Bach Marathon, Albert Hall, review

This Bach Marathon at the Albert Hall was an uplifting, astonishing, exhausting nine-hour extravaganza, says Ivan Hewett.

John Eliot Gardiner conducting the Bach Marathon
John Eliot Gardiner conducting the Bach Marathon Credit: Photo: Chris Christodoulou

Can one have too much Bach? No, was the answer given by this uplifting, astonishing, exhausting nine-hour extravaganza, which formed the climax of BBC Radio 3’s Baroque season. It was performed by the Monteverdi Choir, the English Baroque Soloists, a clutch of vocal and instrumental soloists – and the audience, in the Lutheran hymn that ends Bach’s great Easter cantata Christ lag in Todesbanden.

We’ve always thought of Bach as the picture of divine perfection on earth. But we tend to tiptoe round his sacred music, with its embarrassing insistence on sin and suffering and death. John Eliot Gardiner, mastermind of this Marathon and director of the two ensembles at its heart, wasn’t going to stand for such hypocrisy.

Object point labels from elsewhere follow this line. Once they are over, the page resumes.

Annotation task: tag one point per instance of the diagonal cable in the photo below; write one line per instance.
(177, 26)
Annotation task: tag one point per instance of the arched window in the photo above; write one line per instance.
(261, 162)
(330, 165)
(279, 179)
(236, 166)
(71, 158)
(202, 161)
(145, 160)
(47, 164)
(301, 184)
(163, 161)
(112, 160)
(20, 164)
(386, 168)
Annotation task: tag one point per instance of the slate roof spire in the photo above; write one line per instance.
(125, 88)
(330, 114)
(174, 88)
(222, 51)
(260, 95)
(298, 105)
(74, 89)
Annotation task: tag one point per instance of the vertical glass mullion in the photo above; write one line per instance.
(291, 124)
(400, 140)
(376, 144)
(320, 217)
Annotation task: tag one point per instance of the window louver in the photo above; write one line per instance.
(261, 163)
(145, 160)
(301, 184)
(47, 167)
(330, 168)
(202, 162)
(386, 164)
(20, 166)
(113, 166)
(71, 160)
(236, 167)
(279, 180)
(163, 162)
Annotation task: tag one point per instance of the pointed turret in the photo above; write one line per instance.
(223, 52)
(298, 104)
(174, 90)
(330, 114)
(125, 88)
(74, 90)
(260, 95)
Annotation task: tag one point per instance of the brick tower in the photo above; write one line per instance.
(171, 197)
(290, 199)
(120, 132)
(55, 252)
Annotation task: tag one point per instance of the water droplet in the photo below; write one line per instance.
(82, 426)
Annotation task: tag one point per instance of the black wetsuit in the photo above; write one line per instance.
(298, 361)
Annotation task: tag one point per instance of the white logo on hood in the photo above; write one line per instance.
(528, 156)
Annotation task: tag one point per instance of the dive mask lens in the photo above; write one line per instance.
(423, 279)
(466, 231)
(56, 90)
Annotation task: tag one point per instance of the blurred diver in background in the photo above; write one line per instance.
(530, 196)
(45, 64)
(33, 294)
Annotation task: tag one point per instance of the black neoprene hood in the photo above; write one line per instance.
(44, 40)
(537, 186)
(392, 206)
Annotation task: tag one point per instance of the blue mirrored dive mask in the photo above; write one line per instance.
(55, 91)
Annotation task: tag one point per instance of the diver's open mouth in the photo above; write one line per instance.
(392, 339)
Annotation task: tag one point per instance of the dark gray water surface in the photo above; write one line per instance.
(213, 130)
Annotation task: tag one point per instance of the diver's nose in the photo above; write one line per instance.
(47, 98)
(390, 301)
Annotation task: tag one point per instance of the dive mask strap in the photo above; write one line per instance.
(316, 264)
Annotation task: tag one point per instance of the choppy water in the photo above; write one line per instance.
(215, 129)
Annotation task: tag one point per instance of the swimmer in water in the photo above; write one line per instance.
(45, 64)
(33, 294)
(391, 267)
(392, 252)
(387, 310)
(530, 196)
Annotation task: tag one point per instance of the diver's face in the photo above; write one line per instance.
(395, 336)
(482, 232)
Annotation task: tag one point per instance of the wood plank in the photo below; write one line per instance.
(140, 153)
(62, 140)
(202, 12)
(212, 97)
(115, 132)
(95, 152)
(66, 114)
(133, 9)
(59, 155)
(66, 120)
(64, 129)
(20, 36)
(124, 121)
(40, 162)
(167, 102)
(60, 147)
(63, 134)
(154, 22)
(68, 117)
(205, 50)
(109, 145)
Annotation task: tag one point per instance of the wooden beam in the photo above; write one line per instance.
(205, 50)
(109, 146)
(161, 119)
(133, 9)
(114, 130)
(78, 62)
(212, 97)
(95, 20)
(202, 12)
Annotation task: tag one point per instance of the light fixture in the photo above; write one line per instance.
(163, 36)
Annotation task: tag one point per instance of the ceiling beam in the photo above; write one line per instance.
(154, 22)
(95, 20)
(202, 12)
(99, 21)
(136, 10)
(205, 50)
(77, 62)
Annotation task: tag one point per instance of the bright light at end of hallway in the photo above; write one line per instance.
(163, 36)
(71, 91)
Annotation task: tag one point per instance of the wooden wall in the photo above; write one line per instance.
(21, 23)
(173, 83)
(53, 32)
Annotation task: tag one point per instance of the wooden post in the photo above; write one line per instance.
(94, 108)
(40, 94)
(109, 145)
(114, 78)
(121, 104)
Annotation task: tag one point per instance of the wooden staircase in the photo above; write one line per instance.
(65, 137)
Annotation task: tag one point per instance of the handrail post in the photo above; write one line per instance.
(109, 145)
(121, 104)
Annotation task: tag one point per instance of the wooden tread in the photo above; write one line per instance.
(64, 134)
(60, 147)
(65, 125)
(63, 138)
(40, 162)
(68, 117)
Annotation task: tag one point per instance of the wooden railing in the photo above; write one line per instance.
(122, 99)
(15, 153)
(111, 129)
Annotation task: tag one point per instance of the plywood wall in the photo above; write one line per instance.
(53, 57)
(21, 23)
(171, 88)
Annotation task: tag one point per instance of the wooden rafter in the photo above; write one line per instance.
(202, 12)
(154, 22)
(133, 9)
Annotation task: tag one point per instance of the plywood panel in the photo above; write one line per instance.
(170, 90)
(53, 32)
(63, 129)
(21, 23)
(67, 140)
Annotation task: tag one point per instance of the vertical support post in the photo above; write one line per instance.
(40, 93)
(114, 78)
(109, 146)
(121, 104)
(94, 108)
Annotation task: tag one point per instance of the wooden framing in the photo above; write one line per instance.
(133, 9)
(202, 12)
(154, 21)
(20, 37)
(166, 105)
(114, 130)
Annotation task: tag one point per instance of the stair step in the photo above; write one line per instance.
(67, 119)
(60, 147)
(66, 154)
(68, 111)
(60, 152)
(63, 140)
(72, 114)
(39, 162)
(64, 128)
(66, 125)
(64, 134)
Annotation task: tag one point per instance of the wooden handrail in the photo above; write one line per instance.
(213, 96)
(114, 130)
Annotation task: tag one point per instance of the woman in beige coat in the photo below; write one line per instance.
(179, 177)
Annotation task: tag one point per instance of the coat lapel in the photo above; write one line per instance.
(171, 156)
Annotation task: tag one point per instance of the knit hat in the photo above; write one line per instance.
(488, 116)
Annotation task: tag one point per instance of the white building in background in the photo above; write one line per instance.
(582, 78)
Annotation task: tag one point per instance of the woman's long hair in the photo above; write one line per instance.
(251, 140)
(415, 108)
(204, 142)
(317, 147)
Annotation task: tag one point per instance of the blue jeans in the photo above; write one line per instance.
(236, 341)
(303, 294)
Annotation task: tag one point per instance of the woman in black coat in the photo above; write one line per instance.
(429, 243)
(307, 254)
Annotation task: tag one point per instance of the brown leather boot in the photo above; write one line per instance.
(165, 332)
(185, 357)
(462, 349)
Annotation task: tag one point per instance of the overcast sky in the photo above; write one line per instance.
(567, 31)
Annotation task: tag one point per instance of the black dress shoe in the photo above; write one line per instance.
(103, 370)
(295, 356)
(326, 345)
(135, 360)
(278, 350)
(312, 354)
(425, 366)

He made sure we faced up to the painful awareness of sin in that cantata by talking us through it verse by verse, and showing how Bach’s music turns dry theology into vivid emotional truth. And he placed sacred masterpieces at the day’s beginning and end — the motet Singet dem Herrn and the B minor Mass. Even among the big noisy Preludes and Fugues, played by John Butt on the Albert Hall organ, the sacred appeared, in the form of some beautifully resigned chorale preludes for Eastertide.

It sounds like a recipe for a very penitential nine hours. But there was something uplifting about music which unflinchingly presented the heights and depths of the human condition with such surpassing art. As this day reminded us, Bach achieves that without leaving the sane middle ground of life, expressed in song and dance and an almost operatic sense of drama. The various talks from an invited panel (where Eliot Gardiner and John Butt were the most enlightening speakers) reminded us how human he was.

In their different ways the performers also took Bach down from his pedestal. Joanna MacGregor filled the Goldberg Variations with dancing energy and occasional moments of outright eccentricity, and in a brilliant stroke made the final aria emerge magically from the echoes of the previous piece. Cellist Alban Gerhardt gave the D major solo cello suite a beautiful delicacy, which effortlessly filled the huge spaces of the Albert Hall.

But everything was put in the shade by Eliot Gardiner’s choir and orchestra. The sudden explosion of joy in the “Et Resurrexit” of the B Minor Mass, after the hush of the “Crucifixus”, is still ringing in my ears.